O que há em um bolso?
Voltando à bateria: Jeff Porcaro, que morreu tragicamente em 1992, tinha uma incrível capacidade de criar grooves que parecem assertivos, mas descontraídos. Você poderia passar anos estudando os milhares de discos que ele tocou para tentar decifrar o código – e eu tentei. Um componente crucial do pocket groove de Jeff envolve a maneira como ele acelerou o tempo de momento a momento dentro de um determinado compasso de música, enquanto mantinha um pulso constante ao longo da linha do compasso.

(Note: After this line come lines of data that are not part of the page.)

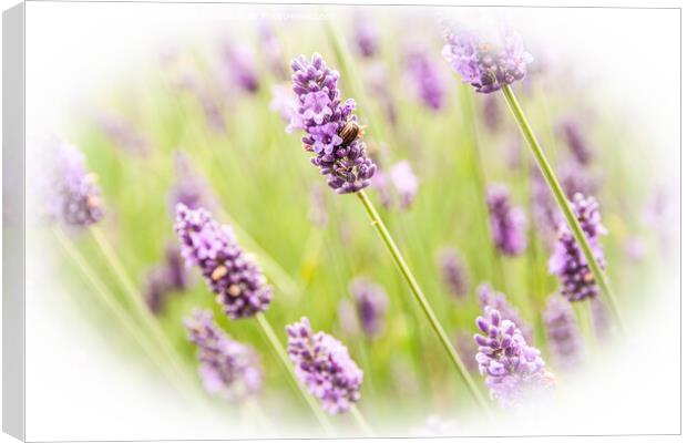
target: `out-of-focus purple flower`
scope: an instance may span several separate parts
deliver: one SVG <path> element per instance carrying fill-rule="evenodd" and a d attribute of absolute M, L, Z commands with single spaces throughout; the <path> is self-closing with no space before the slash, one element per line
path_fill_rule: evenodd
<path fill-rule="evenodd" d="M 478 298 L 483 310 L 496 309 L 503 318 L 515 323 L 525 340 L 532 341 L 532 327 L 520 317 L 520 312 L 509 302 L 504 293 L 495 291 L 491 285 L 483 282 L 478 287 Z"/>
<path fill-rule="evenodd" d="M 437 63 L 424 50 L 412 48 L 406 54 L 406 68 L 422 103 L 432 111 L 441 110 L 445 102 L 447 85 Z"/>
<path fill-rule="evenodd" d="M 455 338 L 455 349 L 458 349 L 458 353 L 465 363 L 465 368 L 470 372 L 478 371 L 478 362 L 474 360 L 474 353 L 476 351 L 476 346 L 474 344 L 474 339 L 468 332 L 459 332 Z"/>
<path fill-rule="evenodd" d="M 370 184 L 377 166 L 368 158 L 360 140 L 352 99 L 341 103 L 339 73 L 330 70 L 319 54 L 291 62 L 297 114 L 289 128 L 306 132 L 303 144 L 315 156 L 311 162 L 328 176 L 327 184 L 339 194 L 356 193 Z"/>
<path fill-rule="evenodd" d="M 286 331 L 296 375 L 326 412 L 346 412 L 360 400 L 362 371 L 340 341 L 321 331 L 314 333 L 305 317 Z"/>
<path fill-rule="evenodd" d="M 443 282 L 449 291 L 458 298 L 464 298 L 468 295 L 470 279 L 465 264 L 458 250 L 445 247 L 439 251 L 437 258 Z"/>
<path fill-rule="evenodd" d="M 491 236 L 496 249 L 506 256 L 519 256 L 527 246 L 526 218 L 523 210 L 512 207 L 510 194 L 503 185 L 486 189 Z"/>
<path fill-rule="evenodd" d="M 198 348 L 198 374 L 208 393 L 240 401 L 260 390 L 263 371 L 257 354 L 228 337 L 209 311 L 195 310 L 184 324 L 188 340 Z"/>
<path fill-rule="evenodd" d="M 419 181 L 410 162 L 403 159 L 391 165 L 388 171 L 378 169 L 371 185 L 379 192 L 381 204 L 387 209 L 398 205 L 399 209 L 408 210 L 418 194 Z"/>
<path fill-rule="evenodd" d="M 256 93 L 260 89 L 253 51 L 249 47 L 226 42 L 223 56 L 228 78 L 236 86 L 249 93 Z"/>
<path fill-rule="evenodd" d="M 350 292 L 356 300 L 358 318 L 362 331 L 369 338 L 377 338 L 383 332 L 384 315 L 389 309 L 389 298 L 384 289 L 366 278 L 357 278 L 350 285 Z"/>
<path fill-rule="evenodd" d="M 554 293 L 548 298 L 542 317 L 556 365 L 562 369 L 577 367 L 584 356 L 584 341 L 570 301 Z"/>
<path fill-rule="evenodd" d="M 197 266 L 211 290 L 232 319 L 265 311 L 271 288 L 253 256 L 236 243 L 229 225 L 219 225 L 204 208 L 176 206 L 176 234 L 186 266 Z"/>
<path fill-rule="evenodd" d="M 184 204 L 191 209 L 204 207 L 213 210 L 217 206 L 217 197 L 209 184 L 191 164 L 191 158 L 183 151 L 174 153 L 175 182 L 170 192 L 170 207 L 175 214 L 176 205 Z"/>
<path fill-rule="evenodd" d="M 606 234 L 606 228 L 601 223 L 598 203 L 594 197 L 585 198 L 582 194 L 575 194 L 572 206 L 594 257 L 603 269 L 606 260 L 599 236 Z M 548 259 L 548 271 L 558 276 L 561 293 L 570 301 L 584 300 L 598 293 L 594 275 L 565 222 L 558 226 L 558 239 Z"/>
<path fill-rule="evenodd" d="M 50 218 L 70 226 L 88 227 L 103 218 L 96 176 L 86 169 L 84 155 L 62 140 L 50 142 L 52 164 L 45 184 L 45 205 Z"/>
<path fill-rule="evenodd" d="M 491 396 L 503 408 L 520 406 L 530 395 L 553 384 L 541 352 L 527 344 L 522 332 L 499 310 L 488 307 L 478 317 L 475 360 Z"/>
<path fill-rule="evenodd" d="M 391 125 L 396 125 L 398 121 L 398 111 L 396 109 L 396 100 L 389 89 L 389 73 L 381 62 L 370 64 L 366 70 L 367 85 L 370 92 L 379 100 L 387 120 Z"/>
<path fill-rule="evenodd" d="M 632 261 L 642 261 L 646 257 L 646 243 L 639 237 L 629 237 L 623 244 L 627 258 Z"/>
<path fill-rule="evenodd" d="M 592 162 L 592 151 L 577 122 L 566 119 L 560 125 L 561 135 L 575 159 L 582 165 Z"/>
<path fill-rule="evenodd" d="M 365 58 L 375 56 L 379 51 L 379 30 L 369 14 L 355 14 L 352 29 L 358 53 Z"/>
<path fill-rule="evenodd" d="M 137 155 L 148 152 L 148 141 L 123 116 L 101 111 L 95 121 L 116 147 Z"/>
<path fill-rule="evenodd" d="M 577 193 L 592 195 L 598 189 L 599 177 L 576 161 L 561 163 L 556 173 L 567 198 L 573 198 Z"/>
<path fill-rule="evenodd" d="M 271 86 L 269 111 L 279 114 L 284 123 L 290 123 L 296 114 L 296 97 L 288 86 L 275 84 Z"/>
<path fill-rule="evenodd" d="M 391 165 L 389 178 L 399 196 L 401 208 L 410 208 L 418 194 L 418 177 L 412 173 L 410 162 L 403 159 Z"/>
<path fill-rule="evenodd" d="M 442 55 L 478 92 L 499 91 L 503 85 L 524 79 L 532 55 L 520 35 L 505 31 L 500 39 L 483 41 L 471 31 L 447 30 Z"/>
<path fill-rule="evenodd" d="M 491 132 L 498 132 L 501 128 L 502 113 L 501 103 L 495 95 L 486 95 L 482 104 L 482 114 L 484 115 L 484 125 Z M 519 138 L 520 140 L 520 138 Z"/>
<path fill-rule="evenodd" d="M 152 267 L 145 276 L 143 293 L 151 312 L 160 313 L 173 291 L 188 287 L 188 269 L 184 266 L 178 247 L 168 244 L 164 261 Z"/>
<path fill-rule="evenodd" d="M 265 55 L 273 75 L 279 81 L 288 79 L 288 70 L 286 69 L 281 45 L 277 35 L 275 35 L 273 27 L 265 20 L 258 23 L 258 38 L 260 52 Z"/>

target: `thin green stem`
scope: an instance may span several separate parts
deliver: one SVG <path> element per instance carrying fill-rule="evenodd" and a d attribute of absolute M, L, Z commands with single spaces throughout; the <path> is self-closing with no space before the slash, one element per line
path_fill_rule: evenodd
<path fill-rule="evenodd" d="M 393 241 L 391 234 L 389 234 L 387 226 L 384 225 L 382 219 L 379 217 L 379 214 L 377 213 L 377 209 L 375 209 L 372 202 L 370 202 L 365 190 L 359 190 L 358 193 L 356 193 L 356 195 L 362 203 L 362 206 L 365 207 L 370 218 L 370 222 L 372 223 L 372 226 L 375 227 L 375 229 L 377 229 L 377 233 L 379 234 L 382 241 L 387 246 L 387 249 L 391 254 L 393 261 L 396 262 L 400 272 L 403 275 L 406 282 L 410 287 L 410 290 L 412 295 L 414 296 L 416 301 L 422 308 L 424 316 L 427 317 L 428 321 L 432 326 L 432 329 L 434 330 L 434 333 L 439 338 L 439 341 L 441 341 L 441 344 L 443 346 L 447 353 L 451 358 L 451 361 L 455 365 L 455 369 L 458 369 L 458 372 L 463 379 L 463 382 L 466 384 L 470 393 L 474 398 L 475 402 L 480 405 L 480 408 L 482 408 L 484 412 L 489 414 L 490 412 L 489 412 L 489 406 L 486 404 L 486 401 L 484 400 L 484 398 L 482 396 L 482 393 L 480 392 L 476 384 L 472 380 L 472 377 L 470 375 L 468 368 L 465 367 L 465 364 L 459 357 L 458 352 L 455 351 L 455 348 L 453 348 L 453 344 L 451 343 L 449 336 L 443 330 L 443 327 L 439 322 L 439 319 L 437 318 L 437 315 L 434 313 L 434 310 L 430 306 L 429 301 L 427 301 L 427 297 L 424 297 L 424 293 L 422 292 L 422 289 L 420 288 L 420 285 L 418 284 L 418 280 L 416 279 L 412 271 L 406 264 L 406 259 L 401 255 L 401 251 L 396 245 L 396 241 Z"/>
<path fill-rule="evenodd" d="M 271 324 L 269 324 L 269 321 L 267 321 L 263 312 L 256 313 L 255 319 L 260 326 L 260 329 L 263 330 L 263 333 L 267 338 L 267 341 L 271 346 L 273 351 L 279 358 L 279 361 L 284 365 L 284 369 L 286 370 L 286 372 L 288 372 L 289 377 L 291 378 L 291 381 L 294 381 L 298 391 L 301 393 L 304 400 L 306 401 L 306 403 L 308 403 L 308 406 L 310 406 L 310 409 L 312 410 L 312 413 L 315 414 L 315 416 L 317 418 L 321 426 L 325 429 L 327 434 L 329 436 L 332 436 L 334 430 L 331 427 L 331 424 L 329 423 L 329 420 L 327 420 L 327 418 L 325 416 L 325 413 L 319 408 L 319 405 L 317 404 L 312 395 L 307 393 L 303 384 L 300 384 L 300 381 L 298 380 L 298 377 L 296 377 L 296 372 L 294 371 L 294 365 L 289 361 L 286 350 L 284 349 L 284 346 L 281 346 L 281 342 L 277 338 L 277 334 L 275 333 L 275 330 L 271 328 Z"/>
<path fill-rule="evenodd" d="M 151 346 L 147 339 L 144 339 L 144 334 L 141 333 L 136 323 L 131 319 L 124 308 L 116 301 L 114 295 L 107 289 L 105 284 L 98 277 L 95 271 L 89 266 L 88 261 L 79 253 L 79 249 L 74 246 L 73 241 L 66 236 L 66 234 L 60 227 L 53 228 L 53 234 L 57 237 L 60 246 L 64 249 L 69 258 L 76 265 L 76 267 L 84 275 L 86 280 L 91 284 L 95 293 L 100 296 L 103 305 L 112 311 L 114 317 L 122 323 L 126 332 L 134 339 L 134 341 L 143 349 L 145 354 L 158 367 L 162 373 L 170 380 L 170 382 L 182 393 L 184 389 L 180 388 L 180 381 L 176 373 L 170 372 L 170 367 L 166 364 L 164 358 L 158 353 L 156 347 Z"/>
<path fill-rule="evenodd" d="M 120 280 L 120 284 L 122 285 L 124 289 L 124 293 L 129 298 L 129 301 L 133 305 L 134 311 L 136 312 L 137 317 L 143 322 L 144 327 L 147 328 L 147 330 L 152 333 L 154 340 L 156 341 L 156 344 L 161 348 L 162 352 L 170 361 L 170 364 L 172 365 L 174 371 L 183 380 L 187 381 L 188 380 L 187 373 L 183 369 L 184 365 L 181 362 L 181 359 L 174 351 L 174 348 L 170 343 L 167 337 L 162 331 L 160 323 L 157 323 L 157 320 L 153 317 L 147 306 L 145 306 L 145 302 L 143 301 L 143 297 L 141 296 L 141 293 L 134 286 L 133 281 L 126 274 L 126 270 L 124 269 L 124 267 L 122 266 L 122 262 L 120 261 L 119 257 L 114 253 L 114 249 L 112 249 L 112 246 L 106 240 L 105 236 L 103 235 L 103 233 L 100 230 L 99 227 L 92 226 L 90 228 L 90 233 L 93 239 L 95 240 L 95 244 L 103 253 L 103 256 L 107 260 L 107 265 L 110 265 L 110 268 L 112 269 L 116 278 Z"/>
<path fill-rule="evenodd" d="M 365 420 L 365 416 L 360 413 L 360 410 L 358 409 L 358 406 L 356 406 L 355 404 L 351 404 L 350 413 L 353 415 L 356 423 L 358 423 L 358 426 L 365 433 L 366 436 L 375 435 L 375 433 L 372 432 L 372 429 L 368 424 L 367 420 Z"/>
<path fill-rule="evenodd" d="M 622 315 L 618 309 L 616 297 L 613 293 L 613 290 L 611 289 L 611 284 L 608 281 L 608 278 L 606 277 L 606 274 L 598 265 L 598 261 L 596 261 L 596 258 L 594 257 L 594 253 L 592 251 L 592 247 L 589 246 L 589 241 L 587 240 L 584 231 L 582 230 L 582 226 L 580 226 L 580 222 L 577 220 L 577 217 L 573 213 L 573 209 L 567 198 L 565 197 L 565 193 L 563 192 L 563 188 L 561 187 L 561 184 L 558 183 L 558 179 L 556 178 L 553 172 L 553 168 L 551 167 L 551 165 L 548 164 L 548 161 L 546 159 L 546 155 L 544 154 L 544 151 L 542 150 L 539 142 L 536 141 L 536 137 L 534 136 L 532 127 L 530 127 L 530 123 L 527 123 L 527 120 L 525 119 L 525 114 L 523 113 L 522 107 L 520 106 L 520 103 L 517 102 L 517 99 L 515 97 L 515 94 L 513 93 L 513 90 L 511 89 L 510 85 L 504 85 L 502 87 L 502 91 L 503 91 L 503 95 L 505 96 L 505 101 L 507 102 L 509 107 L 511 109 L 511 112 L 513 113 L 513 116 L 515 117 L 515 121 L 517 122 L 517 125 L 520 126 L 520 130 L 525 141 L 527 142 L 530 150 L 532 151 L 532 155 L 534 156 L 534 159 L 536 161 L 537 166 L 540 167 L 540 169 L 542 171 L 542 174 L 544 175 L 544 179 L 546 181 L 548 188 L 553 193 L 553 196 L 556 203 L 558 204 L 558 207 L 563 212 L 563 215 L 565 216 L 565 219 L 567 220 L 568 226 L 573 230 L 573 235 L 575 236 L 577 244 L 582 248 L 582 251 L 589 266 L 589 269 L 592 270 L 592 274 L 594 275 L 594 279 L 596 280 L 596 284 L 599 286 L 599 288 L 606 296 L 606 299 L 608 300 L 608 305 L 611 306 L 611 309 L 618 323 L 618 327 L 621 328 L 621 330 L 624 330 L 625 328 L 624 328 Z"/>

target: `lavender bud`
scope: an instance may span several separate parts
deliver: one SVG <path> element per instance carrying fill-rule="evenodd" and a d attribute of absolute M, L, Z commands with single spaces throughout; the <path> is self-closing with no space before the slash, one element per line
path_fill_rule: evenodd
<path fill-rule="evenodd" d="M 447 247 L 441 249 L 437 257 L 449 291 L 458 298 L 464 298 L 468 295 L 470 281 L 465 264 L 458 250 Z"/>
<path fill-rule="evenodd" d="M 96 176 L 86 169 L 84 155 L 64 141 L 51 142 L 54 159 L 47 183 L 47 210 L 70 226 L 88 227 L 104 215 Z"/>
<path fill-rule="evenodd" d="M 230 226 L 219 225 L 204 208 L 180 203 L 174 228 L 186 266 L 201 268 L 226 316 L 236 320 L 267 309 L 271 288 L 254 258 L 236 243 Z"/>
<path fill-rule="evenodd" d="M 371 339 L 378 338 L 383 332 L 383 317 L 389 309 L 387 292 L 381 286 L 365 278 L 353 280 L 350 291 L 356 300 L 362 331 Z"/>
<path fill-rule="evenodd" d="M 306 317 L 286 331 L 296 375 L 326 412 L 346 412 L 360 400 L 362 371 L 340 341 L 325 332 L 312 333 Z"/>
<path fill-rule="evenodd" d="M 206 310 L 194 310 L 184 321 L 188 340 L 198 348 L 198 374 L 205 390 L 228 401 L 240 401 L 263 385 L 255 351 L 227 336 Z"/>
<path fill-rule="evenodd" d="M 486 189 L 491 235 L 496 249 L 506 256 L 519 256 L 527 246 L 526 219 L 523 210 L 511 207 L 509 190 L 503 185 Z"/>
<path fill-rule="evenodd" d="M 502 408 L 522 405 L 534 391 L 553 385 L 541 352 L 527 346 L 517 327 L 486 307 L 476 323 L 483 334 L 475 334 L 475 360 L 491 396 Z"/>
<path fill-rule="evenodd" d="M 582 194 L 575 194 L 572 206 L 596 261 L 602 269 L 605 268 L 599 236 L 606 234 L 606 228 L 601 224 L 598 203 L 594 197 L 585 198 Z M 548 272 L 558 276 L 561 293 L 570 301 L 584 300 L 598 293 L 594 275 L 565 222 L 558 226 L 558 239 L 548 258 Z"/>
<path fill-rule="evenodd" d="M 505 31 L 495 41 L 483 41 L 469 31 L 447 30 L 442 55 L 476 92 L 491 93 L 525 78 L 532 55 L 520 35 Z"/>
<path fill-rule="evenodd" d="M 532 341 L 532 327 L 520 317 L 520 312 L 509 302 L 505 295 L 493 290 L 491 285 L 484 282 L 478 287 L 478 298 L 482 309 L 496 309 L 504 319 L 511 320 L 517 327 L 525 340 Z"/>
<path fill-rule="evenodd" d="M 543 319 L 556 365 L 562 369 L 577 367 L 584 354 L 584 341 L 570 301 L 554 293 L 546 302 Z"/>
<path fill-rule="evenodd" d="M 362 130 L 358 125 L 352 99 L 341 102 L 337 86 L 339 73 L 330 70 L 319 54 L 291 62 L 297 113 L 287 130 L 305 131 L 304 147 L 315 154 L 311 163 L 328 177 L 339 194 L 356 193 L 369 186 L 377 166 L 367 157 Z"/>

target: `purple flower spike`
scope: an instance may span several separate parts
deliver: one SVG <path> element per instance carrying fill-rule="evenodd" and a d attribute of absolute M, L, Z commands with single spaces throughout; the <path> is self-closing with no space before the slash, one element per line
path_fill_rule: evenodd
<path fill-rule="evenodd" d="M 369 59 L 379 52 L 379 31 L 369 17 L 358 13 L 353 20 L 353 41 L 360 55 Z"/>
<path fill-rule="evenodd" d="M 296 375 L 326 412 L 346 412 L 360 400 L 362 371 L 340 341 L 325 332 L 312 333 L 305 317 L 287 326 L 286 331 Z"/>
<path fill-rule="evenodd" d="M 445 40 L 443 58 L 476 92 L 491 93 L 524 79 L 532 62 L 520 35 L 511 31 L 498 41 L 482 41 L 473 32 L 447 30 Z"/>
<path fill-rule="evenodd" d="M 450 247 L 443 248 L 439 251 L 438 261 L 447 288 L 453 296 L 464 298 L 468 295 L 470 281 L 465 264 L 458 250 Z"/>
<path fill-rule="evenodd" d="M 594 197 L 585 198 L 582 194 L 575 194 L 572 205 L 596 261 L 602 269 L 605 268 L 599 236 L 606 234 L 606 228 L 601 224 L 598 203 Z M 594 275 L 565 222 L 558 226 L 558 239 L 548 259 L 548 272 L 558 276 L 561 293 L 570 301 L 584 300 L 598 293 Z"/>
<path fill-rule="evenodd" d="M 145 277 L 144 296 L 151 312 L 160 313 L 173 291 L 186 289 L 188 277 L 188 269 L 184 266 L 178 248 L 167 245 L 165 260 L 151 268 Z"/>
<path fill-rule="evenodd" d="M 209 311 L 195 310 L 184 324 L 188 340 L 198 347 L 198 374 L 208 393 L 240 401 L 260 390 L 263 371 L 257 354 L 222 331 Z"/>
<path fill-rule="evenodd" d="M 410 50 L 406 55 L 406 66 L 422 103 L 432 111 L 441 110 L 445 102 L 447 86 L 442 72 L 427 52 L 421 49 Z"/>
<path fill-rule="evenodd" d="M 233 83 L 242 90 L 256 93 L 259 90 L 253 52 L 246 45 L 226 43 L 224 45 L 226 72 Z"/>
<path fill-rule="evenodd" d="M 304 148 L 315 154 L 311 163 L 337 193 L 356 193 L 369 186 L 377 166 L 360 140 L 362 128 L 353 114 L 356 102 L 349 99 L 341 103 L 339 73 L 330 70 L 319 54 L 310 61 L 304 55 L 295 59 L 291 70 L 297 113 L 287 131 L 299 127 L 306 132 Z"/>
<path fill-rule="evenodd" d="M 206 209 L 178 204 L 174 228 L 186 266 L 201 268 L 224 313 L 236 320 L 267 309 L 271 288 L 255 259 L 236 243 L 230 226 L 219 225 Z"/>
<path fill-rule="evenodd" d="M 170 207 L 173 214 L 180 203 L 191 209 L 204 207 L 212 210 L 217 206 L 217 197 L 213 194 L 209 184 L 193 168 L 191 158 L 185 152 L 175 152 L 174 168 L 176 178 L 170 193 Z"/>
<path fill-rule="evenodd" d="M 557 293 L 548 298 L 543 313 L 547 342 L 558 368 L 573 369 L 584 354 L 584 341 L 571 303 Z"/>
<path fill-rule="evenodd" d="M 104 213 L 95 174 L 89 173 L 85 157 L 76 147 L 61 140 L 52 143 L 54 163 L 47 184 L 49 216 L 71 226 L 99 223 Z"/>
<path fill-rule="evenodd" d="M 511 320 L 527 341 L 532 341 L 532 327 L 527 324 L 521 317 L 517 309 L 515 309 L 505 295 L 492 289 L 489 284 L 481 284 L 478 287 L 478 298 L 480 300 L 480 307 L 482 309 L 493 308 L 496 309 L 503 318 Z"/>
<path fill-rule="evenodd" d="M 592 151 L 580 125 L 573 120 L 565 120 L 561 123 L 560 131 L 575 159 L 582 165 L 588 165 L 592 162 Z"/>
<path fill-rule="evenodd" d="M 350 291 L 356 300 L 362 331 L 369 338 L 378 338 L 383 332 L 384 315 L 389 308 L 387 292 L 381 286 L 365 278 L 353 280 Z"/>
<path fill-rule="evenodd" d="M 509 190 L 491 185 L 486 190 L 491 235 L 496 249 L 506 256 L 519 256 L 527 246 L 526 219 L 521 208 L 511 207 Z"/>
<path fill-rule="evenodd" d="M 527 346 L 515 323 L 499 310 L 488 307 L 476 324 L 482 333 L 474 336 L 475 360 L 491 396 L 502 408 L 522 405 L 533 391 L 553 384 L 540 351 Z"/>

Quando um baterista “empurra”, significa que ele está tocando um pouco à frente para impulsionar o pulso. “Puxar” significa que eles estão jogando um pouco atrás, ou atrasados, para aumentar a tensão. (Nota: isso não é exatamente o mesmo que “correr” e “arrastar”, que se relacionam a aumentar ou diminuir o tempo geral – geralmente de uma maneira indesejável.) à frente (empurrando), enquanto seu contratempo de caixa estava um pouco atrás (puxando), resultando em um groove confiante com uma sensação incrivelmente furtiva. Todo baterista tem uma assinatura de tempo – uma tendência – que é tão distinta para eles quanto o formato de seu rosto. Não há como confundir a sensação de tempo de assinatura de John Bonham com a de James Gadson, ou a sensação de tempo de Bernard Purdie com a de Stewart Copeland. Josh Freese, Sheila E., Ringo Starr, Elvin Jones… eles são instantaneamente reconhecíveis por suas respectivas sensações de tempo – ou seja, por onde eles escolhem colocar as batidas, um pouco à frente, ou um pouco atrás, ou bem no topo.
Uma das marcas registradas de Jeff Porcaro era a precisão do tempo com que ele escolhia colocar notas durante seus preenchimentos. Em Steely Dan’s “Noite a Noite” (fora de Lógica de pretzel) Jeff tocou notas 32 nas primeiras partes de seus preenchimentos um pouco à frente da batida (empurrando), o que infunde energia na frase, e então ele desacelerou um pouco no meio de cada frase (puxando), o que instila uma sensação de peso ( às vezes empurrando novamente no final). Em “Africa”, de Toto, ele usou a abordagem inversa: na parte inicial de um determinado compasso, ele colocava notas muito mais tarde do que você poderia esperar, e então compensava o tempo pouco antes de aterrissar exatamente no compasso. Ver Figura 8 abaixo de.